To start working with the built-in analytical platform, perform the following steps:
Read information about considerations and limitations and ensure that the pgpro_duckdb extension suits internal requirements of your organization and analytical query workload profile.
Define your optimal deployment diagram. For more information, see Deployment Recommendations.
Install the pgpro_duckdb extension.
Allocate the required resources. For more information, see Capacity Planning.
Define the security model for accessing OLAP resources.
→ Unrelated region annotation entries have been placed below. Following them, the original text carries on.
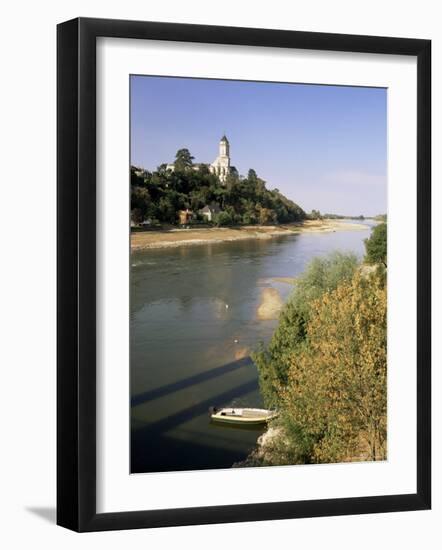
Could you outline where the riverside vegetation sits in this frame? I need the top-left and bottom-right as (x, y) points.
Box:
(131, 149), (306, 226)
(245, 223), (387, 466)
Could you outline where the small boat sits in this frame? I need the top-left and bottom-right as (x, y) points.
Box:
(209, 407), (278, 426)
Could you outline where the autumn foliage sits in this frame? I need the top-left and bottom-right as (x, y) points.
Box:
(250, 252), (387, 465)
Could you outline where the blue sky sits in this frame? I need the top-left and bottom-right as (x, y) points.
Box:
(131, 76), (387, 216)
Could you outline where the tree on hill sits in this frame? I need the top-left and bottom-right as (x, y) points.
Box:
(364, 223), (387, 267)
(174, 149), (194, 171)
(131, 153), (305, 225)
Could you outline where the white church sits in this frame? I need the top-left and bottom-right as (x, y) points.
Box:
(166, 135), (230, 184)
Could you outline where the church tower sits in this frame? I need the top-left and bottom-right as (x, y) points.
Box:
(209, 135), (230, 184)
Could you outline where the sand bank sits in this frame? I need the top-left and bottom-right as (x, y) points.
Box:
(131, 220), (369, 250)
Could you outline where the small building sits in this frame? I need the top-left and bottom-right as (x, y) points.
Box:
(166, 136), (232, 185)
(199, 203), (221, 222)
(209, 135), (230, 185)
(178, 208), (193, 225)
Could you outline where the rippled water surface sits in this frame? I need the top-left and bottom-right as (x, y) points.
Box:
(130, 223), (369, 473)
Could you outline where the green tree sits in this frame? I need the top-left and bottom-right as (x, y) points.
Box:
(174, 149), (194, 171)
(282, 272), (387, 463)
(364, 223), (387, 267)
(252, 252), (358, 407)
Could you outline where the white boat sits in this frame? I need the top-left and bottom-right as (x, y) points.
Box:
(210, 407), (278, 426)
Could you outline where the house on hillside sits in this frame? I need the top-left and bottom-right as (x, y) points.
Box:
(166, 136), (231, 185)
(178, 208), (193, 225)
(198, 203), (221, 222)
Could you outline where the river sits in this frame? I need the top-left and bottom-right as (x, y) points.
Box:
(130, 222), (372, 473)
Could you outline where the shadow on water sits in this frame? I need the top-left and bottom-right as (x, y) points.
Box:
(130, 357), (253, 407)
(130, 434), (245, 474)
(132, 380), (257, 439)
(131, 380), (257, 473)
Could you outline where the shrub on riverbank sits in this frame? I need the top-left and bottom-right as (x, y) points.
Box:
(253, 252), (358, 407)
(249, 255), (387, 466)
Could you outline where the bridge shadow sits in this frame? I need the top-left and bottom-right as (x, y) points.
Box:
(130, 435), (252, 474)
(131, 380), (258, 473)
(132, 380), (258, 438)
(130, 357), (253, 407)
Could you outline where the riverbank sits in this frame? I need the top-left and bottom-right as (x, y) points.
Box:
(131, 220), (368, 251)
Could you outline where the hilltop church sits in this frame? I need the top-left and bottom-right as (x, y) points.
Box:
(166, 135), (230, 184)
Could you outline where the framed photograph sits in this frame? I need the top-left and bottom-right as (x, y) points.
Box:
(57, 18), (431, 531)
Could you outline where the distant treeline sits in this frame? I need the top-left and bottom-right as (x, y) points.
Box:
(307, 210), (387, 222)
(131, 149), (306, 225)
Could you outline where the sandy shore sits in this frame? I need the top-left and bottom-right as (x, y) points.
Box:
(131, 220), (368, 250)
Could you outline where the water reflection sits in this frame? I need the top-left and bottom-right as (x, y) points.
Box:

For more information, see Configuring Security for Accessing OLAP Resources.
Limit resources for analytical queries considering OLTP workload. For more information, see Configuring Computational Resource Limits.
Provide pgpro_duckdb users with the required access rights.
Export the required OLAP data to a columnar view and move it to the corresponding storage. For more information, see Exporting OLAP Data to a Storage.
Create views for the exported Parquet files. For more information, see Creating a View for Accessing Parquet Files.
Ensure that analytical queries can be executed based on the created views.
To configure security for accessing OLAP resources, configure role access and storages.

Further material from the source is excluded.